1. 7
  1.  

  2. 3

    SELECT * FROM repositories ORDER BY RANDOM() LIMIT 3

    The author says this query forces the database to sort all the rows, but I’d expect a top-k sort. It could scan the table once and maintain a sorted list of just the top 3 elements. (And call random() once per row, in the same pass.) Was it not finding this plan, for some reason?

    1. 2

      Won’t this result in non-random grouping of results because the 2d positions are static. E.g. If I execute this query once and observe rows A and B near each other in the results, then I would expect to see A and B near each other in another batch of results.

      1. 1

        Yeah, I really feel like I’m missing something here. It seems you’d need to rebuild the index constantly to shuffle the points. This might be “random enough” for some applications but it’s very very different from the original inefficient query.

        Choosing three random points and unioning all of the single nearest neighbors to those points might give a uniform distribution, but intuitively that still seems incorrect to me — I would expect bias towards more “central” points. But someone who knows actual math might be able to explain if/why that would be a uniform distribution.

        It can’t be though, right? A point near a corner is going to show up much less frequently than a point nearest the center. Each point has a probability equal to like the area of the voronoi thingy, which given enough points will be approximately the same size but not actually the same size.

      2. 1

        Any database has a limit on the size of data that can be sorted in memory to ensure the stability of the database server. [… T]hese values are typically less than 10MB. Because of this, to sort a large data set the database creates a temporary file to sort small chunks one at a time and merge them together later.
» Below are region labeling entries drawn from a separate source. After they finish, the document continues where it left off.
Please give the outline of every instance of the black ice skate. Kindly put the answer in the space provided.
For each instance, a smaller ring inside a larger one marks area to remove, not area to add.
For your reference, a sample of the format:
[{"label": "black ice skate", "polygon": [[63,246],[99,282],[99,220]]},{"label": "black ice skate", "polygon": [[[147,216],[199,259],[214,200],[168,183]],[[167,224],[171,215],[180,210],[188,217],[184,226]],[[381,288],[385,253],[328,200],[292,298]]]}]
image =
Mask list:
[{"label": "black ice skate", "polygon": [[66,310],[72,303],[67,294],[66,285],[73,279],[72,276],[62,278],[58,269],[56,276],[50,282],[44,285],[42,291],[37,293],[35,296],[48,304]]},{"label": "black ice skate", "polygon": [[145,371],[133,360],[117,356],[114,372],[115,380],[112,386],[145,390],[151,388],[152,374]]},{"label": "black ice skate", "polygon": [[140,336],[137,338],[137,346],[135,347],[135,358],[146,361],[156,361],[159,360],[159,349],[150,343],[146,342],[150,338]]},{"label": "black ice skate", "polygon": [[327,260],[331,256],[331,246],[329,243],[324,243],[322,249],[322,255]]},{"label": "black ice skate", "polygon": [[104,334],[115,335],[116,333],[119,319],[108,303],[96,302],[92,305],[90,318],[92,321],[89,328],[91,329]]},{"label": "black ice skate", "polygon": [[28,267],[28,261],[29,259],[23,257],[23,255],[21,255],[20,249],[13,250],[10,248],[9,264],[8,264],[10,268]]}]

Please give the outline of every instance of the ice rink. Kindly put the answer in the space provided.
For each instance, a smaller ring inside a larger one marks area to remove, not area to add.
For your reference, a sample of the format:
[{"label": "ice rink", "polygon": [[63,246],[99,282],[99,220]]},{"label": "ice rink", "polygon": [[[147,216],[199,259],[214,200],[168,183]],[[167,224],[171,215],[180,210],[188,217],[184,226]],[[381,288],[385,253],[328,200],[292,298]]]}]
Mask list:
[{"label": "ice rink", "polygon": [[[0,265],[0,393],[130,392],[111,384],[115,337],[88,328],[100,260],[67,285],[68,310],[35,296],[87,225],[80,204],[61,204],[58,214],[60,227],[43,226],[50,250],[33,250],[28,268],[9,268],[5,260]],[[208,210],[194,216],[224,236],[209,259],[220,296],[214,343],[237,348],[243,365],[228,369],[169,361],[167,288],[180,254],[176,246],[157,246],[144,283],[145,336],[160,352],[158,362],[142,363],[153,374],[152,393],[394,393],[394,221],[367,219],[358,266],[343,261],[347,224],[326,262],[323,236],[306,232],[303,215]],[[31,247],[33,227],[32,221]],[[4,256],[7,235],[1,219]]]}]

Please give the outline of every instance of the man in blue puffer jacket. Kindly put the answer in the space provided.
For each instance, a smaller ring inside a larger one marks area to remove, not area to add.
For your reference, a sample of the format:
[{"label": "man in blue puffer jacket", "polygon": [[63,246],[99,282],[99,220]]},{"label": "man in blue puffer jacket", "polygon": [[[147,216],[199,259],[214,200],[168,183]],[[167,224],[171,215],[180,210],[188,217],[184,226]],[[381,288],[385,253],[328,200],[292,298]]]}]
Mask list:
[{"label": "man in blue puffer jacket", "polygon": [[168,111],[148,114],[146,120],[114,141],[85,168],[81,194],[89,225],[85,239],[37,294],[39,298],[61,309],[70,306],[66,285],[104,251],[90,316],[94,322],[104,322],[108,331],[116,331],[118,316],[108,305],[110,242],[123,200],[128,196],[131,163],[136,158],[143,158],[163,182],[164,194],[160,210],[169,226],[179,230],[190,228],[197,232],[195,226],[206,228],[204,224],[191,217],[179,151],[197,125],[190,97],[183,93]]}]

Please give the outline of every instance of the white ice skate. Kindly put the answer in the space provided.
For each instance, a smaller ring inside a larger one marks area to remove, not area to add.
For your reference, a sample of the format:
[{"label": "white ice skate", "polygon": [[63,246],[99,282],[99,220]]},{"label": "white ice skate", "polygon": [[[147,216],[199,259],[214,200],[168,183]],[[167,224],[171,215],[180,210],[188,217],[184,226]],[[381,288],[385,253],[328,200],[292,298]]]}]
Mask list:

        The article already suggests picking values from some indexed unique-valued column, and it seems like a lazy but effective way to address the memory limit issue would be to just use that to simply limit the amount of data loaded:

        SELECT * FROM repositories WHERE id IN (
          SELECT id FROM repositories ORDER BY RANDOM() LIMIT 3
        )
        

        This will be slower on very small tables but should be able to avoid hitting even the default memory limit until the table grows very large, even under a dumb query plan (per @dpercy’s comment), and should only degrade slowly even after that. This avoids all the distribution issues of alternative schemes as discussed both in the article itself (!) as well by @Forty-Bot and @ianthehenry here.

        1. 1

          Funny, I faintly remember this being a problem in mysql 15 years ago, but I’m not sure it was performance-related or simply “bad randomness” where basically everybody observed it being not really random.